Making up for Lost Time
A new report looks at recent campaigns where workers and their unions have won shorter working hours – and asks whether they can offer a progressive solution to impending economic crises.
The issue of shorter working time is likely to be widely discussed in the post-coronavirus era. Undoubtedly, cuts in hours will be proposed by many employers as the furlough scheme winds down – and in many areas where it was never applied. But there are many worthwhile discussions regarding reduced working hours which don’t penalise workers. In fact, they can benefit them.

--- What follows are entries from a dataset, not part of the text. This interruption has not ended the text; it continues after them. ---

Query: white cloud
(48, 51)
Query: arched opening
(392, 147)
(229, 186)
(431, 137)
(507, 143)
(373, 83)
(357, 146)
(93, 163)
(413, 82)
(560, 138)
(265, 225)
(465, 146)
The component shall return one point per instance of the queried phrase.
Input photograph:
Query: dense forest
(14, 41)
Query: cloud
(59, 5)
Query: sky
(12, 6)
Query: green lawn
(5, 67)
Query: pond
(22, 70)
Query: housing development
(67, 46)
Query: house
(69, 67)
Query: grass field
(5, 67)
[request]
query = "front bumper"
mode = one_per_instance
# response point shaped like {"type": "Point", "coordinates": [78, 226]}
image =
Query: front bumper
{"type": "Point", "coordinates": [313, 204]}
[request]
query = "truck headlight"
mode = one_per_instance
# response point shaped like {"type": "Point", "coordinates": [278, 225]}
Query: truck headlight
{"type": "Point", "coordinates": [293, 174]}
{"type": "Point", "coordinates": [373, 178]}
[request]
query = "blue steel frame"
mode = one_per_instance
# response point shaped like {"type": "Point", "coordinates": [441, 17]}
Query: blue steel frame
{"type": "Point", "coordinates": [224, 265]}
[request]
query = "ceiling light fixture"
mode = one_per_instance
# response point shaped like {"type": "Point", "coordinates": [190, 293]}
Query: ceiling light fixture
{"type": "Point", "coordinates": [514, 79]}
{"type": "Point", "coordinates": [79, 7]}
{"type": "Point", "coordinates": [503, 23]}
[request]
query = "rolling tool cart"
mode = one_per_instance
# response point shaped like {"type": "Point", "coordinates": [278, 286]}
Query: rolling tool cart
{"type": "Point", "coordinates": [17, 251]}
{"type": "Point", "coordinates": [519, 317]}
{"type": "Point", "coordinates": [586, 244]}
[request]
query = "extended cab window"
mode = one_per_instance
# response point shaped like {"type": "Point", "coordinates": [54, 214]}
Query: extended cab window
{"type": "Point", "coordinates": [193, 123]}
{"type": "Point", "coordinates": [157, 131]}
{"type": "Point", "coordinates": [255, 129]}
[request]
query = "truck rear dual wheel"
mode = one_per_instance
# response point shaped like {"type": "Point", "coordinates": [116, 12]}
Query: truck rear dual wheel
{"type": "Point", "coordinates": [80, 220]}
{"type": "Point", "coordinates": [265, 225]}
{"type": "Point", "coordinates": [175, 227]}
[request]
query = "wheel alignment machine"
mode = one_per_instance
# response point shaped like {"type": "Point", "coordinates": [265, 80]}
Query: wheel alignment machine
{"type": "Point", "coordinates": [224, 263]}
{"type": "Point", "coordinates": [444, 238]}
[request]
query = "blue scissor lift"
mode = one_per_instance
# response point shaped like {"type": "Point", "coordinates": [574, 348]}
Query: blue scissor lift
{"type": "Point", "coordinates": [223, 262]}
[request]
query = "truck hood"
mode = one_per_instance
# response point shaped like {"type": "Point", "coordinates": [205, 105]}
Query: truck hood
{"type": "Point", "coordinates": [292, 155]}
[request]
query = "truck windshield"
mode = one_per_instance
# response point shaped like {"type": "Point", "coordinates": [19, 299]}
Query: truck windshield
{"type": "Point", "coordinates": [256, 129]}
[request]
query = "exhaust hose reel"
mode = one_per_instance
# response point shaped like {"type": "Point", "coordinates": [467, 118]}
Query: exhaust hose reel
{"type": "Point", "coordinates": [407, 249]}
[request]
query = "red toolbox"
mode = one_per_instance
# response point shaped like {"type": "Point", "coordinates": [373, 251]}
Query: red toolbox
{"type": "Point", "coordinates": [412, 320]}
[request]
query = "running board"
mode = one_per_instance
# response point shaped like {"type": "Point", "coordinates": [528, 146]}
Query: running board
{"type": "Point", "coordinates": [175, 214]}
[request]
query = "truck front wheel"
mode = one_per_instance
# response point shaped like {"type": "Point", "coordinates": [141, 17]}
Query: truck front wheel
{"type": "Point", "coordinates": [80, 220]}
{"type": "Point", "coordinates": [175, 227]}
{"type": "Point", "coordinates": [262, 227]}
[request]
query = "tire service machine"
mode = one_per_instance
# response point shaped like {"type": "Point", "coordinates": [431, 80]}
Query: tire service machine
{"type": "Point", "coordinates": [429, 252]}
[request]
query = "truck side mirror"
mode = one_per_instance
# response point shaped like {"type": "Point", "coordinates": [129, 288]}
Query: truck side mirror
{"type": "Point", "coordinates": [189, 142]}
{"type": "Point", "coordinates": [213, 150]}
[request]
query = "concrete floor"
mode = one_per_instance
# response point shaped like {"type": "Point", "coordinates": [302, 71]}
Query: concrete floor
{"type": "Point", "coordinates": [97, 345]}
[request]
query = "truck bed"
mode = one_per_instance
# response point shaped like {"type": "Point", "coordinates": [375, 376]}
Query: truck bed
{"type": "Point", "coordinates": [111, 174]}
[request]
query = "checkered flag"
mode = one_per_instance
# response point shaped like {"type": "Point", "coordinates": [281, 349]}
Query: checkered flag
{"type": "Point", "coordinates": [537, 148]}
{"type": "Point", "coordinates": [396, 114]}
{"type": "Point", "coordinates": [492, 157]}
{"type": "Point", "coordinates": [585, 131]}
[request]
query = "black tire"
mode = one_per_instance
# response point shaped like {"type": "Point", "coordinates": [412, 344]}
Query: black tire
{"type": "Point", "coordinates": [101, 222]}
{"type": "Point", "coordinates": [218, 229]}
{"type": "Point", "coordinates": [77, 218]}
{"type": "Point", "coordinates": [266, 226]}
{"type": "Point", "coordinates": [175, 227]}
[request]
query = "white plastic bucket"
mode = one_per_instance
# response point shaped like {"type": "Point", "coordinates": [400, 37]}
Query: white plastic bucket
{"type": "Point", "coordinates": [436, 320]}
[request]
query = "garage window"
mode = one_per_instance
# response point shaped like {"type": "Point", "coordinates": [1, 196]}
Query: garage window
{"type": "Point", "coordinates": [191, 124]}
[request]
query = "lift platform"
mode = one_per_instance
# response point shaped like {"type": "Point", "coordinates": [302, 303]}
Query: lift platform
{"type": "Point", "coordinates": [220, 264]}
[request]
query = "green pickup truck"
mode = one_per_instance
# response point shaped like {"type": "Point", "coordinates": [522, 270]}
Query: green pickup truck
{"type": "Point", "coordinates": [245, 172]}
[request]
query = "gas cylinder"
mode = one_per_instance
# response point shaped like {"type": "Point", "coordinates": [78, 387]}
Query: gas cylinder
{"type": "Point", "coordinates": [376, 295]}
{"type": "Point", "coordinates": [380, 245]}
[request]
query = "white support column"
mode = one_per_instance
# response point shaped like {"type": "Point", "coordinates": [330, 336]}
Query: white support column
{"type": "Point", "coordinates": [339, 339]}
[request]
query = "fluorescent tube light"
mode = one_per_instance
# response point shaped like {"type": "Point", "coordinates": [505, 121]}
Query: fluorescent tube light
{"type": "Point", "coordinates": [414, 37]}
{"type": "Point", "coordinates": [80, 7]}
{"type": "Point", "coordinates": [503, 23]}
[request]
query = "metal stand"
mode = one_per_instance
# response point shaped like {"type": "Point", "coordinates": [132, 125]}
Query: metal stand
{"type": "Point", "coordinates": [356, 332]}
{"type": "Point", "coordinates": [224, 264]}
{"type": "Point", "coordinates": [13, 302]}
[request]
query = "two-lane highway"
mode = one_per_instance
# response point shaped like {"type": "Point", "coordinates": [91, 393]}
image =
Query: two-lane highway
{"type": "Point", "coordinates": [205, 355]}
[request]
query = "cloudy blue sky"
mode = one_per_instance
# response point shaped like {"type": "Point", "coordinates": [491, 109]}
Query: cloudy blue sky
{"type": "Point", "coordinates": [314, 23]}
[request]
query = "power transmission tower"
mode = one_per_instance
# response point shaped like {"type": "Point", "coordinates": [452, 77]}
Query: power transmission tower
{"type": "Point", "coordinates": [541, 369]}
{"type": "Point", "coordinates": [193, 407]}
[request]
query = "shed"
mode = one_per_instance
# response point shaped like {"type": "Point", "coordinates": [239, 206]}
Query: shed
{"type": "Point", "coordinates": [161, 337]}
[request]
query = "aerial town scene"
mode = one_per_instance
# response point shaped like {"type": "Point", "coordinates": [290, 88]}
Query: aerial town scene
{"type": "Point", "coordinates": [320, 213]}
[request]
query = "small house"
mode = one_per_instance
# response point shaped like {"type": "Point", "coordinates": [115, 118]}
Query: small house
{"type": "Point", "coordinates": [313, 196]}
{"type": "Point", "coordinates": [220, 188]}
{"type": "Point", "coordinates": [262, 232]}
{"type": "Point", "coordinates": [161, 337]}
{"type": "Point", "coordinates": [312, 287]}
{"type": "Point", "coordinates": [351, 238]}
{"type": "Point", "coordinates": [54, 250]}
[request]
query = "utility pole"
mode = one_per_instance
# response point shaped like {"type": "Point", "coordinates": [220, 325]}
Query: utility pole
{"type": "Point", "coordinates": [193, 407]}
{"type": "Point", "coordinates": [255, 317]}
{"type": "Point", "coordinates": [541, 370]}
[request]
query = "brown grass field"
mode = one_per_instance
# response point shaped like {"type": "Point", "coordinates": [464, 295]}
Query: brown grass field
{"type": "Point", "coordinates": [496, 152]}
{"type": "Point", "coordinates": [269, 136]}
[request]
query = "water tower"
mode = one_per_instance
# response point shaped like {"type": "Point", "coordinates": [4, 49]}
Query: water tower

A new report commissioned by the Confederation of Shipbuilding and Engineering Unions (CSEU) – four main manufacturing unions, Unite, GMB, Prospect and Community – explores how reducing working hours might be a tool to improve workers’ living standards in the economy of the coming years.
Thirty years ago the CSEU and its then affiliates ran a campaign called the ‘Drive For 35’ based on a strategy of securing reduced working time in key engineering companies. It formed one branch of a wider effort by unions across Europe and was co-ordinated at international level.
The CSEU unions built up a substantial dispute fund to sustain industrial action when needed, with workers in the industry donating one hour’s pay each week to the fund. As a result working hours in the industry reduced from a standard 39 hours to 37 hours, which set the pace for reductions in working time across UK manufacturing.
When the CSEU suspended the campaign there were still millions of pounds in the dispute fund – but, because of legal arguments, the money stayed locked away until the High Court recently unlocked the funds. The fund is now controlled by the Alex Ferry Foundation, named after the CSEU General Secretary who lead the campaign.
Last year the CSEU Executive Committee and its conference decided to prepare the ground for another push on the issue of working time – be that shorter hours, shorter and flexible shifts, longer holidays, earlier retirements, greater parental leave or other forms of reduction.
This initiative is now supported by a new report, ‘Making up for Lost Time,’ launched by the New Economics Foundation and the CSEU which examines the case for shorter working time and how improvements have been won by workers and their unions across the globe.
Workers who are now returning to work are rightly nervous and worried about their future. The Covid-19 crisis means that the economic architecture of work – coupled with a greater use of artificial intelligence and greater productivity – makes it inevitable that reductions in working time will soon be on the bargaining agenda.
The report itself looks at case studies where reductions in working time have been secured, including Bentley Motors in Crewe, Airbus at Broughton, Lancashire, and working time agreements reached by the Canadian union Unifor, Toyota in Sweden and Bosch Diesel in the Czech Republic.
It also explored the landmark agreement secured by German union IG Metall, ‘My Life – My Time, Rethinking Work,’ which secured significant temporary reductions in working time to accommodate a better work-life balance.
As Ian Waddell, the General Secretary of the CSEU says: “One common feature will be workers spending more time at home, possibly forced to stay away from work. New ways to deliver work, to communicate and to co-operate are being found. This ‘quiet revolution’ may well be the key to unlocking a new drive for a better balance between work and home; a fairer division of time. It is the next step in a campaign for shorter working time.”